The National School Walkout launches Wednesday, March 14 at 10 a.m.

Students across the state and country plan to walk out of class Wednesday, March 14 to honor the 17 teenagers killed in a Florida school shooting a month ago. 

The National School Walkout is also intended to support a call for gun safety legislation.

For the protest, students will exit their schools at 10 a.m. for 17 minutes.

Each school district’s perspective on the walkout is different.

Caesar Rodney School District superintendent Kevin Fitzgerald released a statement that he’s not in favor of the walkout, and that his teachers aren’t allowed to participate.

“As a former social studies teacher, I am proud that students have paid attention in class and understand that they have a voice that needs to [be] heard,” Fitzgerald said on the district’s website.

“However,” the statement said, “I cannot support allowing students to disrupt the educational setting by leaving their classrooms to ‘walk out.’”

CR’s superintendent proposed an alternative to the protest.

“Instead, I believe that they should write or call their legislators to let their opinions be known and, most importantly, to vote when they come of age,” Fitzgerald said.

Capital School District superintendent Dan Shelton said he respects his students’ point of view. Sheldon, however, said he doesn’t want to reveal what his students have planned.

“When students get involved and want to advocate their views, we support that,” Sheldon said. “But we’re purposely not releasing details publicly because we want to ensure the safety of our kids.”

In another statement, Indian River School District superintendent Mark Steele said he doesn’t support the protest at Indian River High School. He also cited safety concerns for his students.

“A school walkout would not only be a major safety concern, but a disruptive event to the educational process for all students,” Steele said. “Therefore, we do not support this protest and our expectation is that students will remain in the building, as we are unable to provide the same level of safety outside in an open area. We will adhere to all district policies related to this issue.”

Administrators at Milford High School did not respond to multiple requests for comment.

Smyrna School District superintendent Patrik Williams said he’s met with student leadership at Smyrna High School and “we do not have a lot of student interest.”

But Williams said Smyrna students will still have an option to protest.

“We have arranged a location inside our school for this purpose,” Williams said. “There will be staff, our [school resource officer], and administration, including me, on site to help guide students to and from the location.”

Williams said, “We are supporting our students in their decision, and our focus is strictly their safety. However, no adult staff will be participating, should students wish to convene.”

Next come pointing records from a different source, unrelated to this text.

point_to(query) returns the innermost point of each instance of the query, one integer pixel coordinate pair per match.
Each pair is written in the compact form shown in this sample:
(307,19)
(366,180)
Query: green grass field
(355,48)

Cape Henlopen High School superintendent Bob Fulton said in a statement that students at Cape Henlopen High School have organized a walkout.

And though Cape students will participate, the event “is by no means a district endorsement,” Fulton said in his statement.

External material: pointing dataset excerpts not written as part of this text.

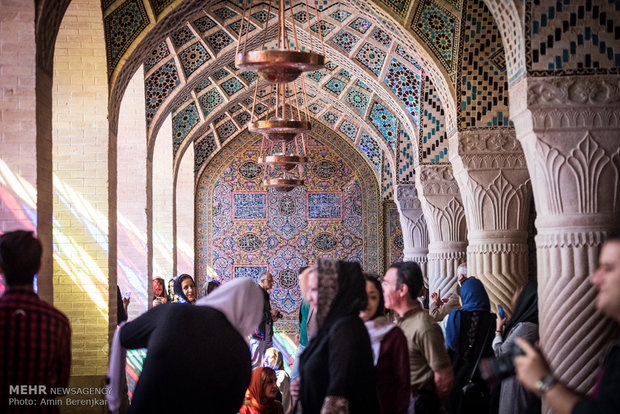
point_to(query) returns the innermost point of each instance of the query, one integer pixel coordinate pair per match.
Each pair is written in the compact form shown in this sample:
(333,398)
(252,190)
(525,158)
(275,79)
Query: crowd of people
(367,344)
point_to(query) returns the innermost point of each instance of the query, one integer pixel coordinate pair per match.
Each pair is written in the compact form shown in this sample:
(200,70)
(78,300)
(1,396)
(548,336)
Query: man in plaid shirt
(35,338)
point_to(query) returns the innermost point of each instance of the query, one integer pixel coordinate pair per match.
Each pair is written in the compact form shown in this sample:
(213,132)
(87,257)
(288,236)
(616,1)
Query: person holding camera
(514,398)
(262,338)
(534,372)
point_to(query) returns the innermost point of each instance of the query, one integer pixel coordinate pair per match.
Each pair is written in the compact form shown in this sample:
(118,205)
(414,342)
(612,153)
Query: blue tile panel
(324,206)
(248,206)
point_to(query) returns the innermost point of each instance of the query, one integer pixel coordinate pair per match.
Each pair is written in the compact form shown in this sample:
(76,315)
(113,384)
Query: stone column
(443,211)
(415,234)
(490,169)
(570,133)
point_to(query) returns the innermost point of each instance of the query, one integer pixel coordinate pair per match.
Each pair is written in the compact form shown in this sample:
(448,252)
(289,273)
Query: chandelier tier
(283,148)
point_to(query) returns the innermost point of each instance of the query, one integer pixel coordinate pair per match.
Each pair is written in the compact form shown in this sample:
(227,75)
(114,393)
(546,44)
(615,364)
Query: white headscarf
(241,301)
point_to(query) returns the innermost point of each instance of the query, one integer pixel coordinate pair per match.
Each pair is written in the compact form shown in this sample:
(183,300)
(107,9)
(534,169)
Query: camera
(494,370)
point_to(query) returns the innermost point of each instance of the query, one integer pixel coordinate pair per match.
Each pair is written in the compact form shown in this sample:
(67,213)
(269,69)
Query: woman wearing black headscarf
(337,372)
(185,289)
(514,398)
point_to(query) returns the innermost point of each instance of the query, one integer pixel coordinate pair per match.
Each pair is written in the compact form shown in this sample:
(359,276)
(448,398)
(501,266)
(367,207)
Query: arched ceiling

Fulton said he respects decisions by all students, whether they participate or not. He also said any staffers involved in the event will be doing so for safety purposes only.

Fulton suggested parents discuss the walkout in advance with their children.

“We respect your opinions and encourage you to talk with your child about your personal beliefs and expectations as a parent,” his statement said.

The National School Walkout will commemorate the 17 people at Marjory Stoneman Douglas High School in Florida, killed by a gunman Feb. 14.

The protest is also intended to send a message to elected officials from the growing number of people who think Congress should enact tougher gun laws.